While millions of people tuned in for the first episode, the BBC was busy dealing with claims that some of the show’s professional dancers have not had a Covid-19 vaccine, potentially putting others on the close-contact programme at risk.
With all British adults having been offered a jab, the issue has highlighted the difficulty in UK law of balancing the right of an individual to keep their medical information private with the right of colleagues to make informed decisions about the risk of catching Covid-19.
“There’s almost no legitimate reason for publishing [an individual’s vaccine status] to the world at large,” said Mark Stephens, data privacy lawyer at law firm Howard Kennedy. “But there may be circumstances – such as on Strictly – to amplify that information to allow people working closely with that individual to know what risk they are about to embark on.”
The BBC has not required participants on the show to be vaccinated, with the Sun claiming that at least three professional dancers have not had a Covid-19 vaccine. While some people are unable to have the vaccine for medical reasons, the tabloid suggested that the dancers on the show would rather quit than be forced to have a jab.
A report in the Times also claimed that the Mail on Sunday had attempted to name some of the dancers who declined to be vaccinated, only to meet a strong pushback from their lawyers. Similar issues have been faced by people competing in team sports, with many professional footballers not having a jab.
However, the public is unlikely to find out which celebrities have turned down a vaccine. Stephens said privacy law in the UK makes it almost impossible to justify publishing private medical information, even if it is known by an individual’s colleagues: “If you are a person who is informed of someone’s vaccine status, you come into a ring of confidence. You don’t have a right to tell anyone else, it’s for the purpose of you making your informed decision as to whether you wish to take a risk.”
A handful of Strictly dancers, including Giovanni Pernice, Oti Mabuse and Amy Dowden have publicly confirmed they are vaccinated. Unluckily, Dowden then missed the first episode of the show after she and partner Tom Fletcher caught Covid.

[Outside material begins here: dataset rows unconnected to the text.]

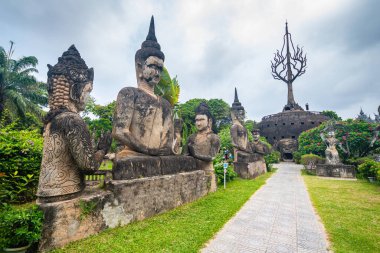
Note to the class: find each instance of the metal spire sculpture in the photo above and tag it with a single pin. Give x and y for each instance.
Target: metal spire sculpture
(288, 66)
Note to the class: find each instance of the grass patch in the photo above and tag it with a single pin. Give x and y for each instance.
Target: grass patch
(184, 229)
(106, 165)
(350, 211)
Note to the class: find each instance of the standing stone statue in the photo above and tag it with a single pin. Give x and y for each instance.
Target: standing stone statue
(239, 134)
(204, 145)
(258, 147)
(332, 155)
(143, 121)
(67, 151)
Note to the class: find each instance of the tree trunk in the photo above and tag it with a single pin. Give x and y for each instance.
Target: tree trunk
(290, 94)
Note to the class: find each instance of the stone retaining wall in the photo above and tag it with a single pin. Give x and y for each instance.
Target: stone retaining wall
(122, 202)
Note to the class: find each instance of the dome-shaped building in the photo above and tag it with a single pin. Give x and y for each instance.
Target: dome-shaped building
(282, 129)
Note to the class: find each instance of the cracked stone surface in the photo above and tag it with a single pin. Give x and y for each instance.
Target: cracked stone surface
(279, 217)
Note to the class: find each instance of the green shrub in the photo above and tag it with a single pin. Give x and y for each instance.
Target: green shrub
(20, 161)
(20, 226)
(311, 158)
(297, 157)
(271, 158)
(369, 168)
(356, 134)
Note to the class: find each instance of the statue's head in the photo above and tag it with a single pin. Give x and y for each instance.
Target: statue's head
(69, 82)
(203, 117)
(149, 60)
(238, 113)
(256, 134)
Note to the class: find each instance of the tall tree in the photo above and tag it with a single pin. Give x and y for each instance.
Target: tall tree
(20, 92)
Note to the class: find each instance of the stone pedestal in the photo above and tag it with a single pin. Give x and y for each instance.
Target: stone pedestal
(250, 170)
(123, 202)
(149, 166)
(336, 170)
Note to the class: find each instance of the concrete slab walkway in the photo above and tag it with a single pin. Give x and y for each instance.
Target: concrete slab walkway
(279, 217)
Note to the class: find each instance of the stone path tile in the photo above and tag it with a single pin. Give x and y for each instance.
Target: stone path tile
(279, 217)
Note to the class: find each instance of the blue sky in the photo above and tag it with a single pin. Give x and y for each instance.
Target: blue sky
(213, 46)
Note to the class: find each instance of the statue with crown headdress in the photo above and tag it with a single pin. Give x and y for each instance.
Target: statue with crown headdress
(204, 145)
(143, 121)
(68, 152)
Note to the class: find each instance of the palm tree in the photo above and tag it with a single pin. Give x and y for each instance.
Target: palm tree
(20, 92)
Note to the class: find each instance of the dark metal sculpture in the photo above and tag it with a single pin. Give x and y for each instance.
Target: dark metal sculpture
(288, 66)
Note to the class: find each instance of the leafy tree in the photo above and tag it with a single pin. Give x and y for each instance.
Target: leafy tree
(333, 115)
(103, 117)
(355, 135)
(168, 88)
(20, 92)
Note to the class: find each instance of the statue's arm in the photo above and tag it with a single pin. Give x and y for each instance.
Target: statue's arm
(80, 146)
(123, 114)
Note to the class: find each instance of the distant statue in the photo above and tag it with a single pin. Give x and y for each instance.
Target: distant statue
(143, 121)
(258, 147)
(67, 151)
(331, 152)
(239, 134)
(203, 145)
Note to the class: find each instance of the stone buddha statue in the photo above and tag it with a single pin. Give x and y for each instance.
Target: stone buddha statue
(203, 145)
(331, 152)
(143, 121)
(239, 134)
(259, 149)
(68, 150)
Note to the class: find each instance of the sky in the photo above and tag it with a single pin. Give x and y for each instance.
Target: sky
(212, 47)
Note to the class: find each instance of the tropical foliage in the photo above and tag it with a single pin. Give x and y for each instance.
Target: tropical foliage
(168, 88)
(331, 114)
(20, 92)
(20, 226)
(355, 137)
(20, 161)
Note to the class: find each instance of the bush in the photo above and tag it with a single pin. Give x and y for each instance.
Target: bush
(369, 168)
(311, 158)
(219, 171)
(20, 227)
(20, 161)
(356, 134)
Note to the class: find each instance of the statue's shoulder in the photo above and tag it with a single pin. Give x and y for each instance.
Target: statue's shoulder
(128, 91)
(68, 121)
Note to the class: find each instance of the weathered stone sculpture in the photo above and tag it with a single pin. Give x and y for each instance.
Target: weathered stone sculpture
(257, 146)
(143, 121)
(333, 166)
(204, 145)
(239, 134)
(247, 164)
(67, 151)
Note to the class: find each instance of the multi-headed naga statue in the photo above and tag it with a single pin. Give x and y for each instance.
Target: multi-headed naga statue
(68, 151)
(287, 66)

The BBC has insisted it has strict testing regimes in place on Strictly Come Dancing and would not discuss individual cases: “The BBC has never commented nor confirmed the vaccination status of anyone on the show. It’s not our place to. It is not the case that concerns have been raised with the BBC or the Strictly production team from dancers or celebrities about vaccination, or that they have threatened to quit.”